Among the five pre-determined separation distances tested, a shorter distance of 15 mm provided a laser spot diameter of about 15 mm, and thereby allowed an effective dose delivery for many different intra-oral photobiomodulation applications. Using this separation distance of 15 mm, photobiostimulation required a laser irradiation of 52 seconds. For anti-inflammatory and analgesic effects, the time of each treatment increased to 130 seconds and 262 seconds, respectively.

Accordingly, for the laser utilized during testing, a laser guide 100 having a separation distance of 15 mm may be effective for several different photobiomodulation therapies. A like calculation may be utilized to choose a separation distance useful for other dental lasers used for photobiomodulation. Once a desired separation distance is determined, a laser guide 100 may be selected to provide the desired separation distance. In the examples described above, the separation distance is the distance between the lower opening 130 of the end cap 110 and the lower base 170 of the conical frustum 140.

For these reasons, the laser guide 100 may be manufactured in several different sizes adapted to provide a predetermined separation distance effective for photobiomodulation therapy using different model dental lasers. The laser guide 100 may also be inexpensively manufactured so that it may be disposed after a single use.

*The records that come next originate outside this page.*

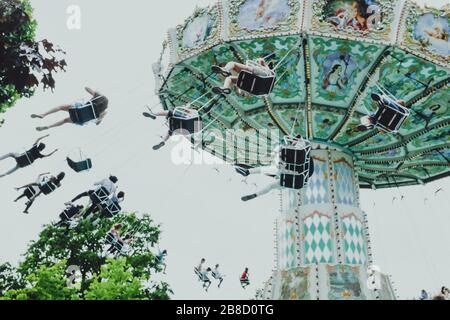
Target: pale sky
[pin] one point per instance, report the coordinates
(199, 208)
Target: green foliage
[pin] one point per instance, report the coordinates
(46, 283)
(8, 278)
(26, 63)
(122, 276)
(115, 282)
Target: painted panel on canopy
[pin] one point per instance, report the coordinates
(385, 166)
(318, 245)
(428, 32)
(199, 31)
(369, 19)
(344, 283)
(257, 17)
(290, 81)
(405, 76)
(295, 284)
(292, 117)
(378, 141)
(391, 154)
(435, 155)
(435, 137)
(325, 122)
(290, 73)
(338, 67)
(180, 80)
(426, 171)
(225, 112)
(205, 60)
(345, 191)
(318, 190)
(433, 109)
(262, 118)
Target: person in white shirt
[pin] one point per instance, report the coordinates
(109, 185)
(217, 275)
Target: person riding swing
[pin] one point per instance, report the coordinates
(181, 120)
(80, 113)
(255, 77)
(45, 186)
(292, 169)
(27, 158)
(390, 116)
(245, 279)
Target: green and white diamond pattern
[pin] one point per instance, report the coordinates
(318, 245)
(287, 244)
(355, 252)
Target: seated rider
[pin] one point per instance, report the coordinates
(96, 108)
(272, 171)
(245, 280)
(202, 273)
(168, 115)
(108, 184)
(69, 214)
(231, 72)
(94, 207)
(369, 122)
(217, 275)
(161, 259)
(28, 158)
(55, 181)
(31, 189)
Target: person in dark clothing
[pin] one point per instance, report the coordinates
(108, 184)
(42, 186)
(95, 207)
(28, 158)
(80, 113)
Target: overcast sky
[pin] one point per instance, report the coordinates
(198, 206)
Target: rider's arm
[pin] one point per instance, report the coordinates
(41, 138)
(50, 154)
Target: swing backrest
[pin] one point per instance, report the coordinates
(84, 114)
(111, 209)
(295, 156)
(391, 116)
(24, 160)
(294, 181)
(48, 187)
(69, 213)
(99, 196)
(80, 166)
(30, 192)
(201, 276)
(185, 121)
(255, 85)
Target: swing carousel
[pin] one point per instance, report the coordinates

It is to be noted that various modifications or alterations can be made to the above-described examples without departing from the technical features of the inventions as defined in the appended claims.

Claims

1. An apparatus for guiding a handheld laser during intra-oral photobiomodulation, the apparatus comprising:

a hollow end cap having a longitudinal axis, a proximal end forming a first opening aligned with the longitudinal axis, and a distal end forming a second opening aligned with the axis, wherein the first opening is configured to be detachably secured over an end of a hand piece of the laser and the second opening has a diameter at least as large as a diameter of a laser spot exiting the handpiece; and

a hollow conical frustum extending from the distal end of the end cap and having a longitudinal axis aligned with the longitudinal axis of the end cap, the frustum comprising: an upper base adjacent to the distal end of the end cap and forming an upper opening having a diameter at least as large as the diameter of the laser spot exiting the hand piece; and a lower base spaced apart from the upper base and terminating at a lower opening having a diameter larger than the diameter of the upper opening and larger than a diameter of the laser spot exiting the lower opening,

such that the lower base functions to maintain a predetermined separation distance between the laser exiting the hand piece and an intra-oral target of the laser.